Polar probe linearly decodes semantic structures from LLMs
Pablo J. Diego-Sim\'on, Pierre Orhan, Emmanuel Chemla, Yair Lakretz, Jean-R\'emi King

TL;DR
This paper demonstrates that large language models encode semantic structures in a geometric form, which can be linearly decoded using a simple polar coordinate-based probe, revealing insights into their internal representations.
Contribution
The study introduces a polar probe method to linearly decode semantic relations from LLMs, showing the emergence and generalization of this geometric code across layers and tasks.
Findings
Semantic relations are linearly recoverable in LLMs using polar coordinates.
The geometric code emerges mainly in middle layers and correlates with task performance.
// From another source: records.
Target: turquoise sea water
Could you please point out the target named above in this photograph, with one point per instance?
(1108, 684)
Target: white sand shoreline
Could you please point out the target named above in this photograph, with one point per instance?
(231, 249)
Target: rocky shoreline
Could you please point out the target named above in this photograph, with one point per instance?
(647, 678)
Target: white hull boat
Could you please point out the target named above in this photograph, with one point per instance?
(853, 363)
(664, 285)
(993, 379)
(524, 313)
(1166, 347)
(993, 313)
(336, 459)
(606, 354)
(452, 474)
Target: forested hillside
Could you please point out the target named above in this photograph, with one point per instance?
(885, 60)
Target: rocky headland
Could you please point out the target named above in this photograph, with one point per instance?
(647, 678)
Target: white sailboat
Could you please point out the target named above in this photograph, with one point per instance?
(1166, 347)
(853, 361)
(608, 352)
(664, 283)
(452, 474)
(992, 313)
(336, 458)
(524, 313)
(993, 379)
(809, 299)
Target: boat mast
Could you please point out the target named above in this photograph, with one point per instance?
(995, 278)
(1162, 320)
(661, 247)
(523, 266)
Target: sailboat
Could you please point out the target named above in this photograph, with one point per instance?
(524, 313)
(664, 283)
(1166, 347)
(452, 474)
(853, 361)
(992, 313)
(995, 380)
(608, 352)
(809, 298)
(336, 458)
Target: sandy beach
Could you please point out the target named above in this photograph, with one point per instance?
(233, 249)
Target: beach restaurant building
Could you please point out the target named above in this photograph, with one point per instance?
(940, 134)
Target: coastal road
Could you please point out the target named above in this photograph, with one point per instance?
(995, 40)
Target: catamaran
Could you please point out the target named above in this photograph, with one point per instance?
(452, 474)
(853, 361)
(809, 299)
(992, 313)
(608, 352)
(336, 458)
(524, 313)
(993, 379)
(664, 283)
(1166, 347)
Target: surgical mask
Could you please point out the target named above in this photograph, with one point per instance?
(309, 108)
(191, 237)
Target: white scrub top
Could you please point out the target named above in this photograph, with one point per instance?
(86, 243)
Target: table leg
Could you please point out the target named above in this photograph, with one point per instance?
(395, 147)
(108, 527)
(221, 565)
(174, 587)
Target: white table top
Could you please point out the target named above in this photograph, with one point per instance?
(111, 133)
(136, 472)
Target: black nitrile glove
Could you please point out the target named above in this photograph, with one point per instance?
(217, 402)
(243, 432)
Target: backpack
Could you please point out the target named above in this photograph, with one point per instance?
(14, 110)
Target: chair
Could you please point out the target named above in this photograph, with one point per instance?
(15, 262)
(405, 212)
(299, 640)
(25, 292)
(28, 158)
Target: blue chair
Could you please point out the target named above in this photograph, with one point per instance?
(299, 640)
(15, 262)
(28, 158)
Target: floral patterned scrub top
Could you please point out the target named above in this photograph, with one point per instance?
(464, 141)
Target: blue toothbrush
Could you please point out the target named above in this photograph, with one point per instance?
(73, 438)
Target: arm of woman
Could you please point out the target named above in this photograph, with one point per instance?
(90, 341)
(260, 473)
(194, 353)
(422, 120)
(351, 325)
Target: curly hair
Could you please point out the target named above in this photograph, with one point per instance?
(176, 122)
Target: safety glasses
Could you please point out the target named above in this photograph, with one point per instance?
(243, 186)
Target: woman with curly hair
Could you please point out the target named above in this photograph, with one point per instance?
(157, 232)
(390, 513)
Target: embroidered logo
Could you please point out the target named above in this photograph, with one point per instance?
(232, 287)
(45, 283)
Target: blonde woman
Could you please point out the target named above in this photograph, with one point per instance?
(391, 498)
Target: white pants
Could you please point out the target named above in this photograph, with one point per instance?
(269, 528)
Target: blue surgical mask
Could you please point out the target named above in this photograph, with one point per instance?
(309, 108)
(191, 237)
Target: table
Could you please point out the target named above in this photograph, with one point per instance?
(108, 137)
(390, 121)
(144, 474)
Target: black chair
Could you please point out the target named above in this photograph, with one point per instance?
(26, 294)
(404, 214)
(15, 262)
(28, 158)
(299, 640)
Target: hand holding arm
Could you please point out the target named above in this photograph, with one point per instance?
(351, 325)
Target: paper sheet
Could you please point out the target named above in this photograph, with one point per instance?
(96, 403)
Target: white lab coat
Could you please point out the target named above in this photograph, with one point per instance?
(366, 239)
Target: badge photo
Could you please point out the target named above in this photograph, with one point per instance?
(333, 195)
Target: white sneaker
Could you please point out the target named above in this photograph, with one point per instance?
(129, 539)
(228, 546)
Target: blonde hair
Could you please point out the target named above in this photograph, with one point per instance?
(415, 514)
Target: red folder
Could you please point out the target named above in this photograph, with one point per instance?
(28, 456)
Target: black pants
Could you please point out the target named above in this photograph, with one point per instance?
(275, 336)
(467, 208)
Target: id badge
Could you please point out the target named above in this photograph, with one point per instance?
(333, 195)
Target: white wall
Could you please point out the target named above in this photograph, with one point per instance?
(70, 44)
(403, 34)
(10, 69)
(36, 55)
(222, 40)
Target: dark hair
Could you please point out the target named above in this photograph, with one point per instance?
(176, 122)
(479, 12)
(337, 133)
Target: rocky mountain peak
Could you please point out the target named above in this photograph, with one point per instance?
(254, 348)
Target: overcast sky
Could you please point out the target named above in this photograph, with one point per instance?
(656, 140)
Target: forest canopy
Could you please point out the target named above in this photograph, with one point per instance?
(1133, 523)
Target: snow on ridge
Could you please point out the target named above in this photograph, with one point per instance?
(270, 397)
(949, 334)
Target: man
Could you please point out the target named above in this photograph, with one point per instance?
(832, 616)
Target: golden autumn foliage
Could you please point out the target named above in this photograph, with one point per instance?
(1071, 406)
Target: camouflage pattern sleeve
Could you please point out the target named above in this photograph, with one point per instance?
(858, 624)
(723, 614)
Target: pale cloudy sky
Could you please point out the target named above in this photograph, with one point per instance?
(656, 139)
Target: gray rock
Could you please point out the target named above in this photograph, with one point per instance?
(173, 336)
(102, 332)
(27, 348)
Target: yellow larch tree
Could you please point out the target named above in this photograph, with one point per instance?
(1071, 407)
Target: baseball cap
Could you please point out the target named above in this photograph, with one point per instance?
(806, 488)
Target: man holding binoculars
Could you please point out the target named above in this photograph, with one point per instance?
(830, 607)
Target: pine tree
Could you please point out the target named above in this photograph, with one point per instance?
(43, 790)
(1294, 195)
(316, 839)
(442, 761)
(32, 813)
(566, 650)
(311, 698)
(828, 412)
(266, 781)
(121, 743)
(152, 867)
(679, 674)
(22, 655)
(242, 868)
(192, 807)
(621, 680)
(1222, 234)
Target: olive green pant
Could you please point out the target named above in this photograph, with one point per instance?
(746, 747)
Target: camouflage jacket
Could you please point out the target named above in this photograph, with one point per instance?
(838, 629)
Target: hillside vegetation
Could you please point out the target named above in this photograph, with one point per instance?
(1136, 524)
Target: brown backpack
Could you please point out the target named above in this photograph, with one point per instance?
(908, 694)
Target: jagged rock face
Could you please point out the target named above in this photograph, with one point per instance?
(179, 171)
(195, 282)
The polar representation generalizes to new entities and relation types, but degrades with larger structures.
Abstract
How do artificial neural networks bind concepts to form complex semantic structures? Here, we propose a simple neural code, whereby the existence and the type of relations between entities are represented by the distance and the direction between their embeddings, respectively. We test this hypothesis in a variety of Large Language Models (LLMs), each input with natural-language descriptions of minimalist tasks from five different domains: arithmetic, visual scenes, family trees, metro maps and social interactions. Results show that the true semantic structures can be linearly recovered with a Polar Probe targeting a subspace of LLMs' layer activations. Second, this code emerges mostly in middle layers and improves with LLM performance. Third, these Polar Probes successfully generalize to new entities and relation types, but degrades with the size of the semantic structure. Finally, the…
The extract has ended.